Une admiration de longue date, qui est allée, comme le rappelle Le Canard enchaîné, jusqu’à signer il y a deux ans un édito intitulé « Sarkozy forever ! », où il affirmait « aimer beaucoup » l’ancien chef d’Etat : « J’aime beaucoup Nicolas Sarkozy. Je parle ici de l’homme politique. Ce qu’il dit ; ce qu’il fait. Je le trouve intelligent (très), courageux (très), sensible (très).
En boucle sur l’affaire Cohen/Legrand
Pas très étonnant donc de retrouver Pascal Praud en compagnie de Nicolas Sarkozy.
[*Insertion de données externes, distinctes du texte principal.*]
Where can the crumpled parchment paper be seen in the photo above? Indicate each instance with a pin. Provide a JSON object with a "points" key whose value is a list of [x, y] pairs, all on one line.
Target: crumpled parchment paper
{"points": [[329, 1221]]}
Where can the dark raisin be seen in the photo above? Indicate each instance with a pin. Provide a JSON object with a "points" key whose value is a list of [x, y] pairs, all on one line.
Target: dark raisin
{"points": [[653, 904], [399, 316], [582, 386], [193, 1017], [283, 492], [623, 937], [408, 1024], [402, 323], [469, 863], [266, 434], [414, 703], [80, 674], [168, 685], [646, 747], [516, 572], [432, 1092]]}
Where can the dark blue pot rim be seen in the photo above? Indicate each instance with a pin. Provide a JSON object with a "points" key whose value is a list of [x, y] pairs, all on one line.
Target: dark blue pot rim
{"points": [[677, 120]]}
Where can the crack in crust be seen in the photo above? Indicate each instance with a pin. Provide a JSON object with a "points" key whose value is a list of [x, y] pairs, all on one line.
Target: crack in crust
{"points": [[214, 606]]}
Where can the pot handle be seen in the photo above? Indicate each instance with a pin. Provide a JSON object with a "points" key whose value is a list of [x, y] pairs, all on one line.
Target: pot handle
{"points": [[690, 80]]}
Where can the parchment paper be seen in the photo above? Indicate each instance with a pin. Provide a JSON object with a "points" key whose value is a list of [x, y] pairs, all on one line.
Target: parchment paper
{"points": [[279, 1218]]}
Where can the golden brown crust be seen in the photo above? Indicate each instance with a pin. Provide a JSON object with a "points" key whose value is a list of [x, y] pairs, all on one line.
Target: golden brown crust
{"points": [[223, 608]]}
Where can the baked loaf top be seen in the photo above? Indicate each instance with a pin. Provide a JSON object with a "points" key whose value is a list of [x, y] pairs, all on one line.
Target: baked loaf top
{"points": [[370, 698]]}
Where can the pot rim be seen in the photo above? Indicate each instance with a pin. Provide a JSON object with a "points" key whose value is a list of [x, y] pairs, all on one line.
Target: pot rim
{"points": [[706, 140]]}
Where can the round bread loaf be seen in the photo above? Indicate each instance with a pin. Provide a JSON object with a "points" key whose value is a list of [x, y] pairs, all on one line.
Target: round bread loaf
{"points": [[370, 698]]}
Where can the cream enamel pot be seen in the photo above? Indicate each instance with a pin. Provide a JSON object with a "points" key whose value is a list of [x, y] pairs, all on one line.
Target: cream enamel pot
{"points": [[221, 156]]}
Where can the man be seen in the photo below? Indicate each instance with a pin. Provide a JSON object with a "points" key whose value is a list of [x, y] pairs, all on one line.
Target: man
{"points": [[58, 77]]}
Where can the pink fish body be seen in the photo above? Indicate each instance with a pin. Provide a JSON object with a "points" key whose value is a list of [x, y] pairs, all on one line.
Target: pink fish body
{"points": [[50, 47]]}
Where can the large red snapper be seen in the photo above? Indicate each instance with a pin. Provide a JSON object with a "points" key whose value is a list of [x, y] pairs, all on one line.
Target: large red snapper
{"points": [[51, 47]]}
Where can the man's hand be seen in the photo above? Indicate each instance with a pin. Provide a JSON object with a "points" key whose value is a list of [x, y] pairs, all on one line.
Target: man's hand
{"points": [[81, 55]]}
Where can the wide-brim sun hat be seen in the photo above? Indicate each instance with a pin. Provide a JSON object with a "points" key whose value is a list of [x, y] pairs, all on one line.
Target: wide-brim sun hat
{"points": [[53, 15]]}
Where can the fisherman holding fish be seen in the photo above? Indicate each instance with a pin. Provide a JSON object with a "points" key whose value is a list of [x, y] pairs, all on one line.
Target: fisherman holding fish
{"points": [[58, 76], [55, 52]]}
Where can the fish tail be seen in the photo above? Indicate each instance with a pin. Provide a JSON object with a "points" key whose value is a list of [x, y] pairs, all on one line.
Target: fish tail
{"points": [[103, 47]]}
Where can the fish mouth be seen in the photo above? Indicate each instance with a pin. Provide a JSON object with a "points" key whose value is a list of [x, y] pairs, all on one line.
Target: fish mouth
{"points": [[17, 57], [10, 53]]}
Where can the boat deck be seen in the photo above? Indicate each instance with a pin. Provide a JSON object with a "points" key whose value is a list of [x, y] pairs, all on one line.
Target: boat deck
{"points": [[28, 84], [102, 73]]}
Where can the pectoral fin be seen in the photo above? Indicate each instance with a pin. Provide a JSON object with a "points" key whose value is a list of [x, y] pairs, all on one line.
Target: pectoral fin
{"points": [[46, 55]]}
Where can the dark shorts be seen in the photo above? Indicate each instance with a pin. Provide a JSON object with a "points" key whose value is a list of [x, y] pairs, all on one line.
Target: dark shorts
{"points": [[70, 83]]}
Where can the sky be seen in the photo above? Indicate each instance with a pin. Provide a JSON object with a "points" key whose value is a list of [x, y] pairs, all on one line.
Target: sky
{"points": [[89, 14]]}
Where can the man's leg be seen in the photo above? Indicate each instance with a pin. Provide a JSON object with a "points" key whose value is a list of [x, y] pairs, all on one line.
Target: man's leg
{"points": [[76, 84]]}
Mais l’information a de quoi faire sourire quand on sait la hargne que l’éditorialiste a mise pour dénoncer le café pris par les journalistes Patrick Cohen et Thomas Legrand, qui travaillent respectivement pour France Inter et Libération, pour l’un, et pour France Inter et France 5 (France Télévisions), pour l’autre.
Ces derniers ont été filmés à leur insu par le média d’extrême droite L’Incorrect, attablés dans un restaurant parisien avec le secrétaire général du Parti socialiste, Pierre Jouvet, et le président du conseil national du PS, Luc Broussy. Au moment d’évoquer la candidature à la Mairie de Paris de la ministre de la Culture, Rachida Dati, Thomas Legrand avait déclaré « faire ce qu’il faut pour Dati ». Suspendu à tierce conservatoire après la diffusion de cette petite phrase, Thomas Legrand s’est défendu en expliquant assumer de « s’occuper journalistiquement » des « mensonges de Madame Dati ».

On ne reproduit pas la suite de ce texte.